4. Europe: A History by Norman Davies; The Penguin History of Europe by J. M. Roberts; European History for Dummies by Sean Lang: I’m grouping these together because they all deal with the same topic: a one volume history of Europe from pre-history to the present day. If you’re someone who wants a lot of detail, I’d suggest the order I listed the books; if you’re someone that just wants main ideas, read them the other way. The three books are very readable, and give a great overview of the Continent. They’re also my “bibles” and inspiration for my upcoming “History of Europe” podcast, just as soon as I can be bothered to start it…

5. Europe 101: Art and History for the Traveler by Ric Steves and Gene Openshaw: A similar gimmick as to above (the history of Europe in one volume), but this time it’s also organized around barebrush stroke histories of Europe’s rich cultural, artistic and architectural heritages. The end chapter is a great overview of Europe today, and went a long way in convincing me that the life that could await me in Europe could be (and has been) well worth the gamble in going.

6. Prague: In the Shadow of the Swastika by Callum McDonald: A lavishly illustrated history of Prague under Nazi occupation during World War II, this book was the first that made me connect to Prague as the place I’m living in. The buildings you’re growing used to look alien all over again when you see them either bedecked in swastika banners or being inspected by Hitler himself.

7. Don’t Know Much About History by Kenneth C. Davis: A one volume history of the United States told from the perspective of both general questions and common misconceptions. I think I’ve made clear that a big part of my moving to Europe was disillusionment with the current state of America (at least politically and culturally); this book actually went a way in restoring my respect for our history and traditions, even if we’re losing sight of them right now.
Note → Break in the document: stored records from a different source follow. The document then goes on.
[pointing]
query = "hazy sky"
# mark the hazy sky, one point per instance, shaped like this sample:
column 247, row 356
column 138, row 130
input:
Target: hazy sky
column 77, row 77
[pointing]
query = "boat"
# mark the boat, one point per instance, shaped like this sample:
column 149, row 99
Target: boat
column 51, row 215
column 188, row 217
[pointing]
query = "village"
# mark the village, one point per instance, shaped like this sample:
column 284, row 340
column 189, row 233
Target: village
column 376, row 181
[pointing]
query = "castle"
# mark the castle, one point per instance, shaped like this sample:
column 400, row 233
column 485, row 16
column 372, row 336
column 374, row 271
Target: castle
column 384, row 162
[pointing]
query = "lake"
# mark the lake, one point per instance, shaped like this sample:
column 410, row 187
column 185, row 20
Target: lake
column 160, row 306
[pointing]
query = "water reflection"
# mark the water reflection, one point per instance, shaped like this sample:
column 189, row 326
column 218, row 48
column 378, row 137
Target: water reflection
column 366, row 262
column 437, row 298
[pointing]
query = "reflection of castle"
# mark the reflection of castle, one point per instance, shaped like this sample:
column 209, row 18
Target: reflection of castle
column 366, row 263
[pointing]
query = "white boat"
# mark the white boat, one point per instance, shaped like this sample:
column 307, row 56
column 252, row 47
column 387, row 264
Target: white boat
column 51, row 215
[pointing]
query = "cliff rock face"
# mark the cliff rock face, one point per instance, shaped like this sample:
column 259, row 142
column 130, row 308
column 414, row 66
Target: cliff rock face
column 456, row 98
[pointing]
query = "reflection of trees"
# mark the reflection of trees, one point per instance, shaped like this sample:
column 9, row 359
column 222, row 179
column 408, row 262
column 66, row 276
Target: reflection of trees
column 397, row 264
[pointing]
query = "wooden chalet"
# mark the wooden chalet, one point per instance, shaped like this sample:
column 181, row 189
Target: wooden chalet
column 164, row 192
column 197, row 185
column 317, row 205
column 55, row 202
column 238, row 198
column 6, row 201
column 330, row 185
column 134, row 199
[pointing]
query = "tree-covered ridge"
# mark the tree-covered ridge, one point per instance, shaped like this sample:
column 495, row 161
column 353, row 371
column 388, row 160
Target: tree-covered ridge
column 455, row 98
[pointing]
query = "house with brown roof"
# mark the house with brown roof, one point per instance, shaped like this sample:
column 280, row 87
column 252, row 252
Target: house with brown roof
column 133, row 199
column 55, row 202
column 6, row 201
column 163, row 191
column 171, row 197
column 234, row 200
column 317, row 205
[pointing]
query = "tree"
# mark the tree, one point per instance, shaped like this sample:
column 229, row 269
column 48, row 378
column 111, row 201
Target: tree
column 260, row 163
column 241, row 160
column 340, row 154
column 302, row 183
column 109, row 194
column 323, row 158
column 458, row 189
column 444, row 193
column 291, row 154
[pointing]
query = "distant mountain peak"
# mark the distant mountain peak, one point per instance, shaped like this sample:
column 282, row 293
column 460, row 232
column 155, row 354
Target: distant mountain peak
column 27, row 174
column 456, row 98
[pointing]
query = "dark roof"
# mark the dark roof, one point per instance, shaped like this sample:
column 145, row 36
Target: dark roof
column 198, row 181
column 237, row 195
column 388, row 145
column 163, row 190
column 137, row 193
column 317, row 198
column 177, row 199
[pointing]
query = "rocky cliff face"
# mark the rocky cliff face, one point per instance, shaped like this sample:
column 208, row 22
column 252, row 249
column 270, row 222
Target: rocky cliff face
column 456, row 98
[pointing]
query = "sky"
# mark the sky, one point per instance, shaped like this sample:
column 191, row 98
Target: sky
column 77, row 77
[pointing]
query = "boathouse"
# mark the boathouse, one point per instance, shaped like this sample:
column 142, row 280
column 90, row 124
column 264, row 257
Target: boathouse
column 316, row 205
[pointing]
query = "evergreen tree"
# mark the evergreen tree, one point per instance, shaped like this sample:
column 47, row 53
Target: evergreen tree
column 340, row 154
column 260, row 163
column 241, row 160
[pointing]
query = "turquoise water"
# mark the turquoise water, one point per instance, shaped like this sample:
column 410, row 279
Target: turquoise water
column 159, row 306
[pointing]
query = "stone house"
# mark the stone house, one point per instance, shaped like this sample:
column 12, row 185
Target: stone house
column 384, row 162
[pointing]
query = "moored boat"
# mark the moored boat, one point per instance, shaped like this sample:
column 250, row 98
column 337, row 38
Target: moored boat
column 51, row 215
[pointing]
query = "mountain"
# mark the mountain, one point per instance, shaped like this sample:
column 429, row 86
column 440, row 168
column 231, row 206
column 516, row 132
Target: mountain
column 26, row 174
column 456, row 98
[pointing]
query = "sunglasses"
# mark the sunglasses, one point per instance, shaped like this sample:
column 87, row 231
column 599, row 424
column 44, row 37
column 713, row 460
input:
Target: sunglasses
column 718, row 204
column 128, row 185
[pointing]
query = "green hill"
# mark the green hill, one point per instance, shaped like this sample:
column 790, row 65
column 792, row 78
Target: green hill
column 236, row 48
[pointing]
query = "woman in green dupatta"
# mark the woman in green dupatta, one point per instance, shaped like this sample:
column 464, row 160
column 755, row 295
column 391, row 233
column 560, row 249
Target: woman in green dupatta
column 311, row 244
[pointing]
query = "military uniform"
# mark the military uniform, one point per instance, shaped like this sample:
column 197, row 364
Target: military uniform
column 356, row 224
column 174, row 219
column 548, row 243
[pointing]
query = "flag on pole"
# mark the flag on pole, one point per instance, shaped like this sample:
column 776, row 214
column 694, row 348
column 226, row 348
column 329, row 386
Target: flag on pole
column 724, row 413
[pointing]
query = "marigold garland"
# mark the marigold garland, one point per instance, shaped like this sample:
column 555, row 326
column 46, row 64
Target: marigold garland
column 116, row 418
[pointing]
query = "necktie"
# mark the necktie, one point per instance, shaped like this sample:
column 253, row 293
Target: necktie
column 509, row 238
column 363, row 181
8. The Great Mortality: An Intimate History of the Black Death by John Kelly: I read a little about the Black Death as a kid, and found this book in the NYPL eBook section. What a fascinating read! Tracing the plague from its origins in Asia until it finally burns out in the north, Kelly describes the spread of the affliction with all the drama of a crime thriller, and does a great job illustrating what it would be like to live through one of the worst disasters in European history. The passage about the infected ships that will be Patients Zero is especially chilling. The book did a lot to inspire thoughts for a sci-fi novel I’m considering writing…
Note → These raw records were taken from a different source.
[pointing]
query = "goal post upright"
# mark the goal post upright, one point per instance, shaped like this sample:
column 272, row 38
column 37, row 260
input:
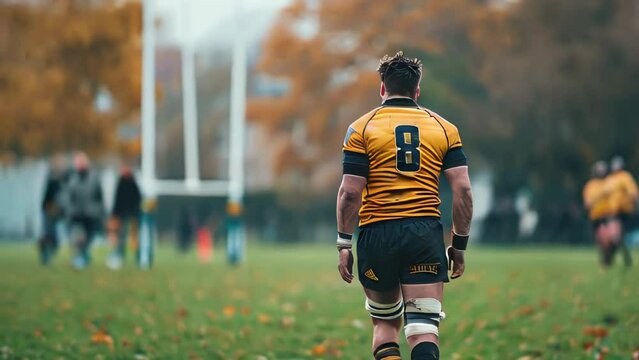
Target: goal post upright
column 192, row 185
column 148, row 98
column 236, row 232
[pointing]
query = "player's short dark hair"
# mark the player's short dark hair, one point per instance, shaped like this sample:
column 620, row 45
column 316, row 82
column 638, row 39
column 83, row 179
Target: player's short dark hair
column 400, row 74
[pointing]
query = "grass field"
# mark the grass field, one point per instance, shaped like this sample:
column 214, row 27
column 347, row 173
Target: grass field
column 288, row 303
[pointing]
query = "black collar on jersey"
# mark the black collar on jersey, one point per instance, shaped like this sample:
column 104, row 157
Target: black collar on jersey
column 401, row 102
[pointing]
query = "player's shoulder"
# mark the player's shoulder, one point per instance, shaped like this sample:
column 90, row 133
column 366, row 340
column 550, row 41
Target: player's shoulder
column 442, row 121
column 359, row 124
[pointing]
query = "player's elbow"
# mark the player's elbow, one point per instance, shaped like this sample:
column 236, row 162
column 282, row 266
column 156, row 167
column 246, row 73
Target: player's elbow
column 463, row 190
column 349, row 195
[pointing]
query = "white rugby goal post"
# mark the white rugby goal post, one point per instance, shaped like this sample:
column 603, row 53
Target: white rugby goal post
column 193, row 185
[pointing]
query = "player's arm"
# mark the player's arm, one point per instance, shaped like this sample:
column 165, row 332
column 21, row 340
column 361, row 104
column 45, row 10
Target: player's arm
column 633, row 191
column 349, row 198
column 459, row 182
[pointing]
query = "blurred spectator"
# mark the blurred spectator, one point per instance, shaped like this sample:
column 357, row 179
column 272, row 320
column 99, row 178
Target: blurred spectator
column 601, row 212
column 85, row 208
column 126, row 214
column 624, row 194
column 186, row 227
column 52, row 209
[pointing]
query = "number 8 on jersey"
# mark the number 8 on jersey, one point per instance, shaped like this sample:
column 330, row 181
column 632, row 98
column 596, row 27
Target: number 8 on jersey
column 407, row 142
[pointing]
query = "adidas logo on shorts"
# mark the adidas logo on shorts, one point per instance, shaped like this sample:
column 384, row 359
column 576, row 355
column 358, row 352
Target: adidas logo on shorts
column 371, row 275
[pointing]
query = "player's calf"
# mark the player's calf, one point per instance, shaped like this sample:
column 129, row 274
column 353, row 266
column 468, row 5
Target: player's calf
column 387, row 351
column 387, row 323
column 422, row 317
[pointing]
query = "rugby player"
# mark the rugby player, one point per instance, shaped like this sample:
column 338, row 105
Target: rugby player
column 601, row 212
column 624, row 194
column 393, row 157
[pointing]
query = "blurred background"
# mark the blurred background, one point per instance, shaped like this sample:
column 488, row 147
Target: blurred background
column 206, row 122
column 539, row 90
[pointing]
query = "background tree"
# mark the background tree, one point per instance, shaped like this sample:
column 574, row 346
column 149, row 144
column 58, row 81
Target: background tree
column 56, row 58
column 539, row 89
column 328, row 58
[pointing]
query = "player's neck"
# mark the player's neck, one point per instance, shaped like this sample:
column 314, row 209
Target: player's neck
column 389, row 97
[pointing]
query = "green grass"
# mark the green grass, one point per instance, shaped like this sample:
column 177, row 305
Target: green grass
column 289, row 303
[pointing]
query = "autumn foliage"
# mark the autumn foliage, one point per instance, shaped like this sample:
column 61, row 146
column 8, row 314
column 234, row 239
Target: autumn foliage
column 55, row 58
column 539, row 89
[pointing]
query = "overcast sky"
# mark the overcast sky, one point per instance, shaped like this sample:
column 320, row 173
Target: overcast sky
column 211, row 21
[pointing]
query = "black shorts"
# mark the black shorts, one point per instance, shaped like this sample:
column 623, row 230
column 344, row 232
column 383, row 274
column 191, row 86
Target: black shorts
column 404, row 251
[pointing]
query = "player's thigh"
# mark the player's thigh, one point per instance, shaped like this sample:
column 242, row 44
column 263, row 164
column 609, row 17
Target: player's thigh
column 377, row 260
column 423, row 292
column 417, row 291
column 423, row 258
column 386, row 328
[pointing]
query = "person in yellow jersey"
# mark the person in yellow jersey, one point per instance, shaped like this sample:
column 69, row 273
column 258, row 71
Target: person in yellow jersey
column 393, row 158
column 624, row 195
column 602, row 212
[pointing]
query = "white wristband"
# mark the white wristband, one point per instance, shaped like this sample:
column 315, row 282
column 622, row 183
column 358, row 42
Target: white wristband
column 344, row 242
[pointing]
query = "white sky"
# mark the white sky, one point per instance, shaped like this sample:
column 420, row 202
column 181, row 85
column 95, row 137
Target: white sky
column 211, row 21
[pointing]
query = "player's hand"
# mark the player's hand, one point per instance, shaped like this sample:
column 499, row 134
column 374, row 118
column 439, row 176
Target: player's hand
column 345, row 266
column 456, row 262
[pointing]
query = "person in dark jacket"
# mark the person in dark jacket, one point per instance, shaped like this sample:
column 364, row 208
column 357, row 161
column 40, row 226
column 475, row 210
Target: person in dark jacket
column 52, row 210
column 85, row 207
column 126, row 213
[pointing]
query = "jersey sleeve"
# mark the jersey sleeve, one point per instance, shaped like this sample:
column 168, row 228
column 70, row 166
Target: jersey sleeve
column 454, row 139
column 455, row 155
column 355, row 158
column 353, row 141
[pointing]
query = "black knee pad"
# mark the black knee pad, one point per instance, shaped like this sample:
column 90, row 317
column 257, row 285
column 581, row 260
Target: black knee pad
column 388, row 351
column 425, row 351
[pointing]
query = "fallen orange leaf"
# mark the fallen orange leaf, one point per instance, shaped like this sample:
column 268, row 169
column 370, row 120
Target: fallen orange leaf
column 288, row 321
column 182, row 312
column 318, row 350
column 229, row 311
column 596, row 331
column 263, row 318
column 102, row 338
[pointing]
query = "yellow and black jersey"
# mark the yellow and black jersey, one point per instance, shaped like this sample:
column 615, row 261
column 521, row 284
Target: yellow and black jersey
column 596, row 195
column 623, row 191
column 401, row 148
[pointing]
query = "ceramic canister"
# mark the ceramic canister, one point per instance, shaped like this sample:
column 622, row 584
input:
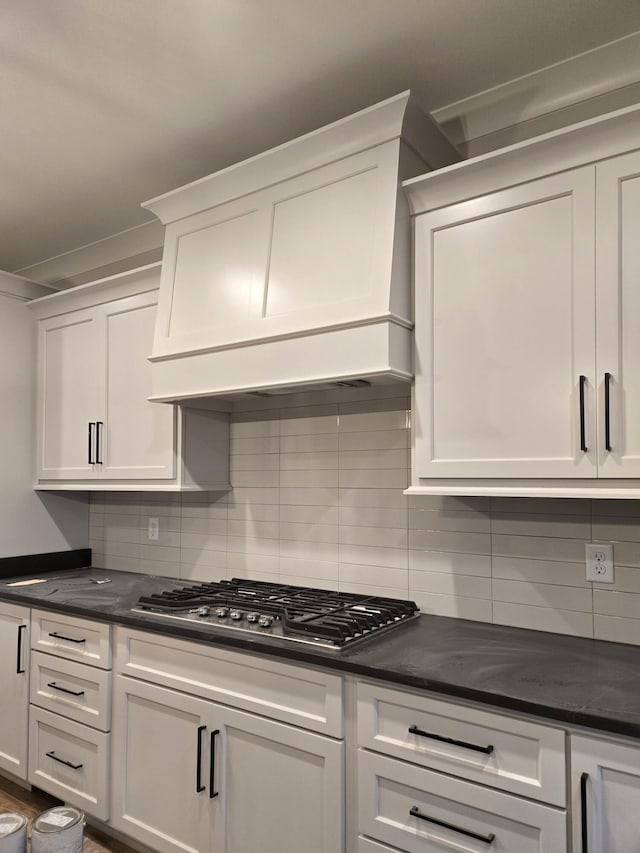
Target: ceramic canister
column 58, row 830
column 13, row 832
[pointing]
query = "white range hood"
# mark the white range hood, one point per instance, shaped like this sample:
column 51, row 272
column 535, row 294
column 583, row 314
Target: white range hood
column 291, row 270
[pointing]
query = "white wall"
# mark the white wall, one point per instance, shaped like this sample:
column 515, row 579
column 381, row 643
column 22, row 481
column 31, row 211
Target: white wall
column 30, row 522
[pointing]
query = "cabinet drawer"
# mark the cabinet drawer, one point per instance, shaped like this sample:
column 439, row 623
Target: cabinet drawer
column 307, row 698
column 69, row 761
column 75, row 690
column 419, row 810
column 526, row 758
column 72, row 638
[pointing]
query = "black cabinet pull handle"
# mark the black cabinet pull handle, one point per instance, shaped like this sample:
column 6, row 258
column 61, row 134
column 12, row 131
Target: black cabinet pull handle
column 62, row 637
column 607, row 411
column 99, row 425
column 90, row 458
column 583, row 812
column 583, row 440
column 487, row 750
column 199, row 786
column 65, row 689
column 62, row 761
column 212, row 767
column 488, row 839
column 19, row 668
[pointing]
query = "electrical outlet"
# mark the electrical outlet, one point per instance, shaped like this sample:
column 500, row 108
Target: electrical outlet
column 599, row 563
column 154, row 529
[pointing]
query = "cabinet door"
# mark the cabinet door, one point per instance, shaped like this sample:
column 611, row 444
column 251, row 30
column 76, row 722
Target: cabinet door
column 618, row 315
column 138, row 437
column 505, row 320
column 279, row 789
column 160, row 795
column 14, row 688
column 606, row 796
column 71, row 395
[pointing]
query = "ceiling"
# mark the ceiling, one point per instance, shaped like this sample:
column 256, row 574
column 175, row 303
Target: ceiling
column 106, row 103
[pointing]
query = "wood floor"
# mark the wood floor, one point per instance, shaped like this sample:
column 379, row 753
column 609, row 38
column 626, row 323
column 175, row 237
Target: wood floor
column 13, row 798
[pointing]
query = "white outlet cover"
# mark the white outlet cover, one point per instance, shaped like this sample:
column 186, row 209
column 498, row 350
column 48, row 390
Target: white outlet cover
column 599, row 560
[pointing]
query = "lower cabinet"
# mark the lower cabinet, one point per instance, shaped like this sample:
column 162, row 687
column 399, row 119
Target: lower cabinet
column 605, row 780
column 14, row 688
column 192, row 775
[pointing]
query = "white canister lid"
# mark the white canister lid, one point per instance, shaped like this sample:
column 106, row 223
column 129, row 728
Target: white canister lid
column 57, row 819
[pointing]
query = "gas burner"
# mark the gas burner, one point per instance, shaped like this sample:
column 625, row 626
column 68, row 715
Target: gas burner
column 300, row 614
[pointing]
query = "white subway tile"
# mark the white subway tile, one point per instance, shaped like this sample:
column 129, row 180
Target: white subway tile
column 374, row 478
column 440, row 540
column 451, row 562
column 373, row 517
column 543, row 619
column 309, row 443
column 309, row 479
column 543, row 595
column 540, row 571
column 538, row 548
column 383, row 439
column 449, row 520
column 465, row 586
column 478, row 609
column 386, row 537
column 374, row 556
column 304, row 532
column 558, row 526
column 320, row 460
9. Look Who’s Back by Timur Vermes: An interesting dark comedy wherein Hitler reappears in modern day Germany, and is less than thrilled that his Fatherland is now a media obsessed democracy populated by foreigners and led by a woman. Managing to bring in commentary on everything from media saturation to Germany’s guilt as a country, Vermes does a masterful job of making Hitler (the novel told first person) repellent but relatable.
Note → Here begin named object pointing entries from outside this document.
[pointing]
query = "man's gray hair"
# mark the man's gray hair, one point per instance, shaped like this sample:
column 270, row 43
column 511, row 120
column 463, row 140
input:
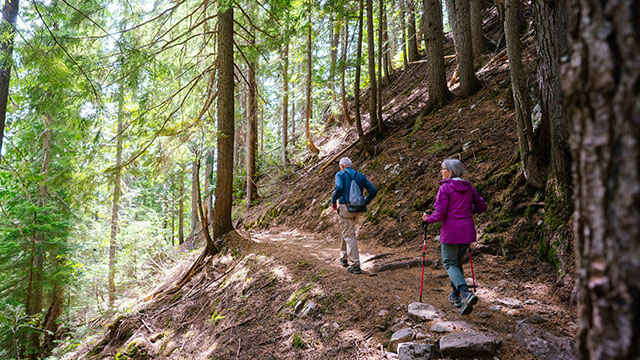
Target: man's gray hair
column 455, row 167
column 346, row 162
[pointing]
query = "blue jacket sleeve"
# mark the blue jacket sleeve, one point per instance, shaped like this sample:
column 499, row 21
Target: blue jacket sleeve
column 440, row 207
column 337, row 191
column 479, row 205
column 371, row 190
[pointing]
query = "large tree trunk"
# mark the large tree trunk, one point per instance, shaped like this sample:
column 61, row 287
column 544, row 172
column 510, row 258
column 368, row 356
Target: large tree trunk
column 550, row 21
column 533, row 171
column 343, row 70
column 224, row 172
column 285, row 100
column 452, row 19
column 310, row 143
column 7, row 29
column 413, row 40
column 439, row 93
column 373, row 88
column 479, row 42
column 600, row 82
column 252, row 131
column 356, row 91
column 115, row 209
column 469, row 84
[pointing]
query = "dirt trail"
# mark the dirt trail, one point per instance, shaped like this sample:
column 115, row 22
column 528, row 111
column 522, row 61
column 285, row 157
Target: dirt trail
column 376, row 303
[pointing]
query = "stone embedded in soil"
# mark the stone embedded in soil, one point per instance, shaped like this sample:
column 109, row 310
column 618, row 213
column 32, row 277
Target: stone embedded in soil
column 449, row 326
column 543, row 344
column 400, row 336
column 415, row 351
column 423, row 312
column 510, row 302
column 469, row 344
column 308, row 309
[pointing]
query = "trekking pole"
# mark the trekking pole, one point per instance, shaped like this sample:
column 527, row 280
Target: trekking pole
column 473, row 277
column 424, row 251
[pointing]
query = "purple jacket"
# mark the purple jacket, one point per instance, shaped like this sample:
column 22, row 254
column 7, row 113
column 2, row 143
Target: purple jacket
column 455, row 203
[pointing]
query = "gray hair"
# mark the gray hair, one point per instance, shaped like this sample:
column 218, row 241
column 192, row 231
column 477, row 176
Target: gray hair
column 455, row 167
column 346, row 162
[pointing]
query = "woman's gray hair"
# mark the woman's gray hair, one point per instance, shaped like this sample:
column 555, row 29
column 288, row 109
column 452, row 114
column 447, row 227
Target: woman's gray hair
column 455, row 167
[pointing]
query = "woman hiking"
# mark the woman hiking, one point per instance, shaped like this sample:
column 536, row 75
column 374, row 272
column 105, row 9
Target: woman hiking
column 456, row 202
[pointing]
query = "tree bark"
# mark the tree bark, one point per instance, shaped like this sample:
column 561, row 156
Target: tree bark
column 285, row 100
column 600, row 83
column 373, row 88
column 478, row 40
column 195, row 220
column 311, row 146
column 413, row 40
column 404, row 26
column 181, row 208
column 343, row 70
column 115, row 209
column 469, row 84
column 550, row 22
column 7, row 28
column 252, row 131
column 356, row 91
column 439, row 93
column 224, row 172
column 533, row 171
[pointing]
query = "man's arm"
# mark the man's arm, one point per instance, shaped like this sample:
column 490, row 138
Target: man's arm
column 371, row 190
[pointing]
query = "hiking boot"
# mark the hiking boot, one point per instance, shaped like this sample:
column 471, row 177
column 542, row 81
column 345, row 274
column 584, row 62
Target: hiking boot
column 354, row 269
column 467, row 304
column 455, row 300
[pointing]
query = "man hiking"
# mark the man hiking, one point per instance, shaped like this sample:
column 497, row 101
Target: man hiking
column 349, row 202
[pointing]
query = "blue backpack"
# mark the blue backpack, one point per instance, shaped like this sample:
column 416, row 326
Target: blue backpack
column 355, row 202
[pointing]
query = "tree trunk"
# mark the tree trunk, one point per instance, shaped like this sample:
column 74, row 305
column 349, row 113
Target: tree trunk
column 7, row 28
column 181, row 208
column 469, row 84
column 252, row 131
column 224, row 172
column 373, row 88
column 208, row 178
column 533, row 172
column 356, row 91
column 600, row 82
column 343, row 70
column 453, row 20
column 386, row 48
column 195, row 220
column 439, row 93
column 412, row 41
column 310, row 144
column 285, row 101
column 479, row 42
column 115, row 209
column 550, row 21
column 404, row 26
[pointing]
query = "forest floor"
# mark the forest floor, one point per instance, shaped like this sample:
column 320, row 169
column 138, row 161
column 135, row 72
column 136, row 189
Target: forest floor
column 278, row 291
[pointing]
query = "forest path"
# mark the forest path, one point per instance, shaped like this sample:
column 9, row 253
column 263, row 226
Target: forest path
column 376, row 303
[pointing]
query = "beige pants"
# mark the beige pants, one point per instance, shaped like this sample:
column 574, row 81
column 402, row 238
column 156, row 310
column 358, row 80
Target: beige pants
column 349, row 242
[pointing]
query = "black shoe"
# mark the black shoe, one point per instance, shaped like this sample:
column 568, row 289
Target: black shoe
column 467, row 304
column 354, row 269
column 455, row 300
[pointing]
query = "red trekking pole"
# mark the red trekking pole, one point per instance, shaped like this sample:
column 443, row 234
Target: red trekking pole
column 424, row 251
column 472, row 274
10. A History of New York in 101 Objects by Sam Roberts: A history of New York City told through 101 objects, ranging from the Flushing Remonstrance to the Chrysler Building’s spire to the unique bodega paper cups. Roberts’ book was the first time in months that I felt nostalgic about a city I had loved all my life that had turned so sour in the end, and was the first time I realized I still had feelings about the place despite the luxury condos, heartless slumlords and cancerous gentrification. I hope this is the first sign my time in New York can be fully integrated back into my personal history.

Well, that’s it for 2014… see you in 2015! Happy reading and happy travels!